Running the processASKAP.sh script will also create two scripts that are available for the user to run. These reside in the tools/ subdirectory, and are tagged with the date and time that processASKAP.sh was called. Symbolic links to them are put in the top level directory. These scripts are:
reportProgress.sh – (links to tools/reportProgress-YYYY-MM-DD-HHMMSS.sh) This is a front-end to squeue, showing only those jobs started by the most recent call of processASKAP.sh. It can take two options:
- -v : provides a list of the jobs along with a brief description of what that job is doing.
- -r : shows only the jobs that are running (useful if a lot of jobs are waiting in the queue)
killAll.sh – (links to tools/killAll-YYYY-MM-DD-HHMMSS.sh) This is a front-end to scancel, providing a simple way of cancelling all jobs started by the most recent call of processASKAP.sh.
In each of these cases, the date-stamp (YYYY-MM-DD-HHMMSS) is the time at which processASKAP.sh was run, so you can tie the results and the jobs down to a particular call of the pipeline.

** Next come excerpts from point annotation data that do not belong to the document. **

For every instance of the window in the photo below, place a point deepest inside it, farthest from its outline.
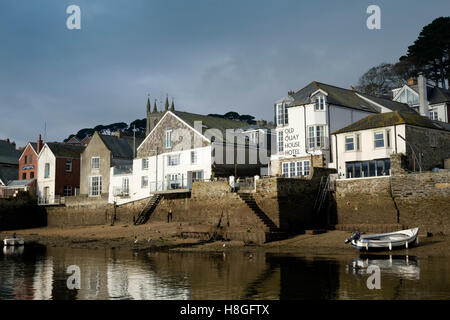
(373, 168)
(68, 165)
(319, 104)
(173, 160)
(47, 170)
(433, 115)
(378, 139)
(306, 165)
(285, 169)
(280, 141)
(145, 163)
(316, 137)
(144, 181)
(299, 168)
(388, 138)
(95, 163)
(95, 186)
(281, 114)
(292, 169)
(125, 186)
(349, 143)
(67, 191)
(168, 139)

If you have jobs from more than one call of processASKAP.sh running at once, you can run the individual script in the tools directory, rather than the symbolic link (which will always point to the most recent one).

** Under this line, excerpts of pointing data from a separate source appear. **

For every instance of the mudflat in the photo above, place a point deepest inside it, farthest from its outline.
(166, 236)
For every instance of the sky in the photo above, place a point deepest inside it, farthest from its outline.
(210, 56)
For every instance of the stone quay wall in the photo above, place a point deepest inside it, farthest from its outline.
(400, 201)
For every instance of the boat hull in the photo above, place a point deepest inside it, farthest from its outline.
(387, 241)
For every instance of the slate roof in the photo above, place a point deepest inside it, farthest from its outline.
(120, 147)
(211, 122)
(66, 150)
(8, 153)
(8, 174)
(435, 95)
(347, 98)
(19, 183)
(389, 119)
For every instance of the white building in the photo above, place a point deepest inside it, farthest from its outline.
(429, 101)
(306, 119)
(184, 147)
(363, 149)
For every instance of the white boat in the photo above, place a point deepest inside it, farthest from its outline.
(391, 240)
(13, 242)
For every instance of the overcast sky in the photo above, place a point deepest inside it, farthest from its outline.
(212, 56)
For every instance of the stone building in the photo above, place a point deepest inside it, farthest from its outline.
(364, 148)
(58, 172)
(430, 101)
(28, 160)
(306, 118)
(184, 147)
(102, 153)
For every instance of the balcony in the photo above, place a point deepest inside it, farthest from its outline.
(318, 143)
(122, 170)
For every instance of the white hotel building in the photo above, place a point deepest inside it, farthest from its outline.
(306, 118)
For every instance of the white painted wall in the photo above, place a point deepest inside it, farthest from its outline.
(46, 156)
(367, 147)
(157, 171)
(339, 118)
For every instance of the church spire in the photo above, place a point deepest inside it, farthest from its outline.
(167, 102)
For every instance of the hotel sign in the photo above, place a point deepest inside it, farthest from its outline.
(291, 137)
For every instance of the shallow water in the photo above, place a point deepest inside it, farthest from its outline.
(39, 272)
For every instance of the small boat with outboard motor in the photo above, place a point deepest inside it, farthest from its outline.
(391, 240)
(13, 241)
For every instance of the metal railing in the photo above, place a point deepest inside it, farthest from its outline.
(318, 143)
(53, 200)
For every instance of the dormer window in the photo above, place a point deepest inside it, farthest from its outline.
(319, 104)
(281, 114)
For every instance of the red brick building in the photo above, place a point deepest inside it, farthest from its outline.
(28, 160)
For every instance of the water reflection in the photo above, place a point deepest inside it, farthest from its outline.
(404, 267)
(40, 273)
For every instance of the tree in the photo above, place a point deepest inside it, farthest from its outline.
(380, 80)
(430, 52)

The list of jobs and their descriptions (as used by reportProgress.sh) is written to a file jobList.txt (which is a symbolic link, linking to slurmOutput/jobList-YYYY-MM-DD-HHMMSS.txt). There are symbolic links created in the top level directory (where the script is run) and in the output directory.
For future reference, the configuration file is also archived in the slurmOutput directory, with the timestamp added to the filename. This will allow you to go back and see exactly what you submitted each time.

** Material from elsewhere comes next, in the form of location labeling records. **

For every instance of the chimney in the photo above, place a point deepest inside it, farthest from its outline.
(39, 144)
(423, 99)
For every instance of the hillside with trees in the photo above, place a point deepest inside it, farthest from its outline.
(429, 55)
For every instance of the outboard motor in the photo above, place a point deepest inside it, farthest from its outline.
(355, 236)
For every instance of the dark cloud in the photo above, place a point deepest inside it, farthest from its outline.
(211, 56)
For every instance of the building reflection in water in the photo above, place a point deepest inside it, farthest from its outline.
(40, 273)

Each of the individual askapsoft tasks produces a log file that includes a report of the time taken and the memory used. The processing scripts extract this information and place them in both ascii table and csv formatted files in the stats/ directory. These files are named with the job ID, the number of cores used, a description of the task, along with an indication of whether the job succeeded (‘OK’) or failed (‘FAIL’). For distributed jobs, a distinction is made between the master process (rank 0) and the worker processes, and for the workers both the peak and average memory useage are reported. This is important for tasks like cimager where there are clear differences between the memory usage on the master & worker nodes.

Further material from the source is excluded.